The weakness of the recovery from the financial crisis that started in 2007, as well as the current global downturn, prompted Moody’s rating agency to revise down its growth forecasts for economies in the G20.

The pace of the global recovery will remain weak at least until 2014, with fiscal consolidation and volatility in financial markets continuing to affect business and consumer confidence, while increased uncertainty “hampers spending, hiring and investment decisions,” Moody’s said in a report released on Monday.

“Overall, we expect real GDP growth in the G20 advanced economies of around 1.3% in 2012, followed by 1.6% in 2013 and 2.0% in 2014. For 2013, that is around 0.5 percentage points weaker than in our August forecast update,” it said.
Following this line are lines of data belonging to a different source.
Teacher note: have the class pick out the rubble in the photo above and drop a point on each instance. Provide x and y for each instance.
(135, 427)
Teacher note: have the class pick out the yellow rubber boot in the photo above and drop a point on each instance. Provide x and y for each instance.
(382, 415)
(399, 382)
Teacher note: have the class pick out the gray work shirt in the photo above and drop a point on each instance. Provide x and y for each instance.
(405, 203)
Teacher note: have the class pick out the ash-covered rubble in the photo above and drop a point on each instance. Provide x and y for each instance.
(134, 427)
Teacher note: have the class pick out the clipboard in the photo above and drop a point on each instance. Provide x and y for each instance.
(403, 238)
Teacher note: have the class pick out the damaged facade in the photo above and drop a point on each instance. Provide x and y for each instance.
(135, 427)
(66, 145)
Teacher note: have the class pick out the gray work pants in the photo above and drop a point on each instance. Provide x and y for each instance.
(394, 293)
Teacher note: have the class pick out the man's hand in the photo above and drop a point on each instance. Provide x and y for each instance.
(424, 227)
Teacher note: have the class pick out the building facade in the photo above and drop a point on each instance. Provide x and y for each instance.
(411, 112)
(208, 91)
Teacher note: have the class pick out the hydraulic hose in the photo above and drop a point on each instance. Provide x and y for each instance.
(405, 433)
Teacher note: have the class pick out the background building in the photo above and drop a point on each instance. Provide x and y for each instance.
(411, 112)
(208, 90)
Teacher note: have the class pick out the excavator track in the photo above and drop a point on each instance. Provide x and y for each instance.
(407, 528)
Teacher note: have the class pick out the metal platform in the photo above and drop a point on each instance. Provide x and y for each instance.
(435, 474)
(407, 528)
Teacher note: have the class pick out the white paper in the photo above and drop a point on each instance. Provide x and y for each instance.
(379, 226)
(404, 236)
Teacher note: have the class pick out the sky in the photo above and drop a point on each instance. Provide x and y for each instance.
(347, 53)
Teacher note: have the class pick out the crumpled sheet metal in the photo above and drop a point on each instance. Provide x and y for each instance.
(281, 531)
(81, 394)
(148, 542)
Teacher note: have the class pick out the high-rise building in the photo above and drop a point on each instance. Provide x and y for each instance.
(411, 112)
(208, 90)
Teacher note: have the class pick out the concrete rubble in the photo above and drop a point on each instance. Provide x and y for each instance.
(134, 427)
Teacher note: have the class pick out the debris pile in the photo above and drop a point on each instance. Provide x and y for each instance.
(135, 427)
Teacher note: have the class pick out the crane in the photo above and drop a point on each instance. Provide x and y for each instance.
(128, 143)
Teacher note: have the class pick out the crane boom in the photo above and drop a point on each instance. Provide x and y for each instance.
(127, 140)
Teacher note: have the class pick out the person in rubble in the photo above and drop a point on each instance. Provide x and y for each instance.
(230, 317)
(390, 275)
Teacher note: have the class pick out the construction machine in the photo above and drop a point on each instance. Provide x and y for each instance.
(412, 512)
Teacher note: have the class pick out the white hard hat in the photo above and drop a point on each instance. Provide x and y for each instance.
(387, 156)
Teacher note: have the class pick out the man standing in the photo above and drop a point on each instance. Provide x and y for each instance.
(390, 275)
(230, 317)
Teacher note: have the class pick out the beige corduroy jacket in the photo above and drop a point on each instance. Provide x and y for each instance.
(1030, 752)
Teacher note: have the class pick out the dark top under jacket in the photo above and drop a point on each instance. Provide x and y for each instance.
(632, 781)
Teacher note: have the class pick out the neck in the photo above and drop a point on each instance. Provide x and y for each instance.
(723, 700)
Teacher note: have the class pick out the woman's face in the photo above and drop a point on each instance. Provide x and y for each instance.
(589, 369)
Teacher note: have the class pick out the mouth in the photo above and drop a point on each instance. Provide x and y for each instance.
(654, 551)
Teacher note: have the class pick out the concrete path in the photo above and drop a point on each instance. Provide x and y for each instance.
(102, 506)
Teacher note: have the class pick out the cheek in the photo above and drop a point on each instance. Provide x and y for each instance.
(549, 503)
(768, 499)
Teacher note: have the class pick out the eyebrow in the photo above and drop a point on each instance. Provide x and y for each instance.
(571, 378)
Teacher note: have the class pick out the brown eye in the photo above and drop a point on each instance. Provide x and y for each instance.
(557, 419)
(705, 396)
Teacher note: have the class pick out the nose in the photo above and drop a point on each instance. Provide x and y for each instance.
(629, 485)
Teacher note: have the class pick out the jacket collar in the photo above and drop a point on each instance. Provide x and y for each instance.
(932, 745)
Emerging economies will continue to outpace other countries in the G20 but their growth prospects have also moderated because of the slowdown in world trade and “the lack of significant new impetus from domestic demand,” Moody’s said.

It added that overall real GDP growth for emerging economies in the G20 was expected to be a little over 5% this year, slightly weaker than its forecast in August; growth is expected to pick up gradually to around 5.5% next year and 5.7% in 2014.


The agency maintained its forecast for “relatively healthy” growth in the US, while the eurozone is expected to stagnate next year. The risks to these estimates are to the downside and they are the same as in the previous report in August.

They are: a deeper than currently expected recession in the eurozone, excessive fiscal tightening in the US next year caused by the “fiscal cliff”, hard landing in major emerging markets, including China, India and Brazil and an oil price supply-side shock because of resurfacing geopolitical risks.